La Mission d’observation des élections au Mali a expliqué que la première préoccupation est de définir les contours de « la gestion des observateurs nationaux et internationaux » par l’AIGE prévue à l’article 4 de la Loi et les attributions de l’observation électorale en permettant aux observateurs d’être présents à toutes les étapes du processus électoral ; y compris les différents niveaux de centralisation des résultats provisoires et définitifs.

Aussi, ajoute-t-elle, notre seconde préoccupation est de prendre en compte la publication en ligne des résultats des scrutins par centres et bureaux de vote, au fur et à mesure de la proclamation des résultats provisoires et non après les 5 jours contenus dans les articles 155, 169 et 177.
La Mission soutient que cela permet d’éviter les conflits et d’éventuels tripatouillages des résultats pendant la remontée et la centralisation des résultats ; contribuant ainsi à la transparence et à la crédibilité des élections.
‘’Elle permet également d’obtenir les résultats par bureaux de vote avant le début légal du contentieux’’, précise la Mission d’observation.

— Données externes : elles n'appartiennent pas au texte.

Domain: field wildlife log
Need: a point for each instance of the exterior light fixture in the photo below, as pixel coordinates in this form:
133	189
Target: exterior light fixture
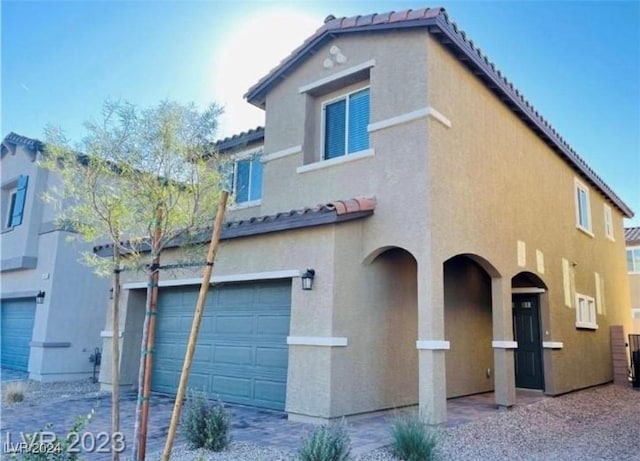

Comme recommandations à adresser à la commission, la mission suggère entre autres : relire la Loi n°02-010/ du 05 mars 2002 portant Loi organique fixant le nombre, les conditions d’éligibilité, le régime des inéligibilités et des incompatibilités, les conditions de remplacement des membres de l’Assemblée Nationale en cas de vacance de siège, leurs indemnités et déterminant les conditions de la délégation de vote ; insérer dans la Loi les débats entre les candidats avant le premier et le deuxième tour de l’élection présidentielle ; prendre en compte le vote des personnes vivant avec d’autres handicaps que physique ; insérer dans la loi électorale le vote des personnes détenues non déchues de leurs droits civiques.